Hmm. f = Lv, f = 0.001m * 1000000 m / 3600s = 0.27Hz phasing effect? The thickness of your head introduces a far larger error.

OBTW, don't *ever* trust my math skills. For anything. Really.

Wes
 
You mention 6mm which happens to be the wavelength at 20kHz. Is this spacing you specify to prevent comb filtering? Because it is center to center spacing that relates to that.

A 94,4mm housing + 6mm spacing corresponds to a wavelength of about 3.3kHz above which comb filtering may be a problem.

Shouldn't you be placing those tweeters as close together as possible?

Have you read this?

Design issues aside, the Jasper circle jig, a router, and a 1/4" cutting bit is the best way to cut your holes aside from having access to a CNC mill.

If being able to cut holes in 1/16" increments (you could cut a 93.66mm hole or a 95.25mm hole) is not close enough, you could make your own circle cutting jig out of a piece of acrylic or polycarbonate although it would take some trial and error to get the pivot points correct.

Can you provide a picture or link for this driver?
 
Thanks a lot and the link is very interesting. I will look at it later... (Just out of my head question: Would it better for the clearance to me 7mm instead of 6, for this comb filtering you mention?)

As for the wood work, I will prefer to cut them slightly smaller and then rab them or whatever for the tweeters to fit IMHO
 
The center to center spacing between drivers should be as small as possible. This is a problem with dome or other style tweeters that have a faceplate.
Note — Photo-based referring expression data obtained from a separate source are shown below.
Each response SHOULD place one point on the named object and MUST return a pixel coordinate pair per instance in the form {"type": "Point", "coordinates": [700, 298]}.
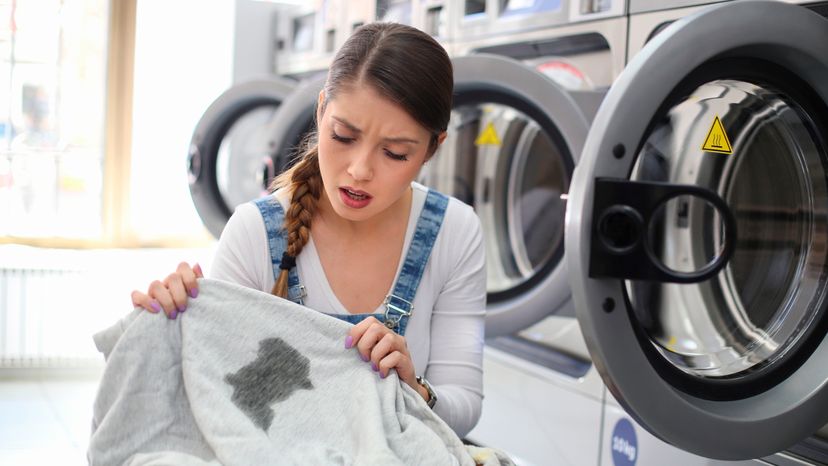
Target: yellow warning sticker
{"type": "Point", "coordinates": [716, 140]}
{"type": "Point", "coordinates": [488, 137]}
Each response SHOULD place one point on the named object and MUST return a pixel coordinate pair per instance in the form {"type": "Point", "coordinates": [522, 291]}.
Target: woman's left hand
{"type": "Point", "coordinates": [385, 350]}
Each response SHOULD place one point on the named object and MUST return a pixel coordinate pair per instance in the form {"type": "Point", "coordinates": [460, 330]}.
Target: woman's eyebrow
{"type": "Point", "coordinates": [353, 128]}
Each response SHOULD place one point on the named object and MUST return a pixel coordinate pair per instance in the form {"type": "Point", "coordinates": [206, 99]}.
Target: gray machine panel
{"type": "Point", "coordinates": [782, 403]}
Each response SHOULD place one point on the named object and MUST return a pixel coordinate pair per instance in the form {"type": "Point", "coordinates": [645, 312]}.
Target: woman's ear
{"type": "Point", "coordinates": [440, 138]}
{"type": "Point", "coordinates": [320, 103]}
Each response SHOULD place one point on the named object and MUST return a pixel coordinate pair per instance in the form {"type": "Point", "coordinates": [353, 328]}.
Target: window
{"type": "Point", "coordinates": [52, 104]}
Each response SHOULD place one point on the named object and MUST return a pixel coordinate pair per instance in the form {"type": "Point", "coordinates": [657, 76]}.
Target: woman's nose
{"type": "Point", "coordinates": [360, 167]}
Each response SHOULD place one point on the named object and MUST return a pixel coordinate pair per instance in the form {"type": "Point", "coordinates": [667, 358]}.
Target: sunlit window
{"type": "Point", "coordinates": [52, 94]}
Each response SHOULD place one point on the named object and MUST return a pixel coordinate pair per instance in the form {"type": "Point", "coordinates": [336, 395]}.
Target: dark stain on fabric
{"type": "Point", "coordinates": [277, 372]}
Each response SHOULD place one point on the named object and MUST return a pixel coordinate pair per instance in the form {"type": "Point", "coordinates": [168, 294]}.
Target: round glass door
{"type": "Point", "coordinates": [696, 233]}
{"type": "Point", "coordinates": [512, 145]}
{"type": "Point", "coordinates": [502, 162]}
{"type": "Point", "coordinates": [231, 152]}
{"type": "Point", "coordinates": [762, 306]}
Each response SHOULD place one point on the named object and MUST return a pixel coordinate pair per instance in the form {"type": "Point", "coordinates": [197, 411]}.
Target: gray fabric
{"type": "Point", "coordinates": [244, 377]}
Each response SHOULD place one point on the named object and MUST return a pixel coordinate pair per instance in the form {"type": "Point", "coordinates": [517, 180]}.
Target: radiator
{"type": "Point", "coordinates": [38, 328]}
{"type": "Point", "coordinates": [53, 300]}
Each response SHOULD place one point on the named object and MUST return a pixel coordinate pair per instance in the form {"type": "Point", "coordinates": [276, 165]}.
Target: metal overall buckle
{"type": "Point", "coordinates": [393, 322]}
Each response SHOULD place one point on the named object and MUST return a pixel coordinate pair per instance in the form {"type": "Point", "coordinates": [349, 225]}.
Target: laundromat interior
{"type": "Point", "coordinates": [650, 178]}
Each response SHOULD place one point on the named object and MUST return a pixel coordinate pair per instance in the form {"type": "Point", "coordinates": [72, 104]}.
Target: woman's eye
{"type": "Point", "coordinates": [396, 156]}
{"type": "Point", "coordinates": [342, 139]}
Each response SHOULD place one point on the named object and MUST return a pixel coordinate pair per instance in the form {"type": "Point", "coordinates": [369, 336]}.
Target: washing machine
{"type": "Point", "coordinates": [696, 236]}
{"type": "Point", "coordinates": [534, 346]}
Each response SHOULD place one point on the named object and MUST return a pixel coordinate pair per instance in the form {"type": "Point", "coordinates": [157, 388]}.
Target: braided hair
{"type": "Point", "coordinates": [404, 65]}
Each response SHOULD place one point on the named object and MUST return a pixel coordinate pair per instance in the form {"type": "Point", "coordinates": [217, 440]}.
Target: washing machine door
{"type": "Point", "coordinates": [231, 160]}
{"type": "Point", "coordinates": [513, 142]}
{"type": "Point", "coordinates": [697, 231]}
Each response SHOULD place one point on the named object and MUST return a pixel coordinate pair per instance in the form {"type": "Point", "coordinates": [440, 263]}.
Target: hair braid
{"type": "Point", "coordinates": [305, 182]}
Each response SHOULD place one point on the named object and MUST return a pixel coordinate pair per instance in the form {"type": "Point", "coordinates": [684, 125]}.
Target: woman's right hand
{"type": "Point", "coordinates": [171, 294]}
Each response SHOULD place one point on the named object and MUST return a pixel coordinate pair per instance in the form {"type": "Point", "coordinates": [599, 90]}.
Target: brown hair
{"type": "Point", "coordinates": [404, 65]}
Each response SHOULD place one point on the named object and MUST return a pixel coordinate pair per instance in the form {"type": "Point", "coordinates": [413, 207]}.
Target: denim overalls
{"type": "Point", "coordinates": [399, 304]}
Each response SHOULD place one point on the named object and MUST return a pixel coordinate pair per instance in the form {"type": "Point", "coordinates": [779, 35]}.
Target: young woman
{"type": "Point", "coordinates": [348, 232]}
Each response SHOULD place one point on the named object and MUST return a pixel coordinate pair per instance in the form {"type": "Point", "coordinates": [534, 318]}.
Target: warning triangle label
{"type": "Point", "coordinates": [488, 137]}
{"type": "Point", "coordinates": [717, 140]}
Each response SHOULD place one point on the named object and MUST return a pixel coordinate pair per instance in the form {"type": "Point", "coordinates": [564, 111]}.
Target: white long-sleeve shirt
{"type": "Point", "coordinates": [446, 330]}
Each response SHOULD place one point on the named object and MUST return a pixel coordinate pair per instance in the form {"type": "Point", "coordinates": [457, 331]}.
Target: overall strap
{"type": "Point", "coordinates": [399, 304]}
{"type": "Point", "coordinates": [274, 218]}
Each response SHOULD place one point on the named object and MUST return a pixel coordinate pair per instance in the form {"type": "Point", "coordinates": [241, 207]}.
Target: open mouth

A router with a jasper-style jig makes cutting round rabbeted driver holes super simple and accurate.
 
I use one of these to cut holes - it's fully adjustable and cuts to 30mm deep - because it drills a pilot hole, you can just flip the wood over and drill from the other side using the pilot hole as a guide if you need to cut a depth more than 30mm. It'll cut perfect holes up to 220mm through 25mm MDF in less than 1 minute.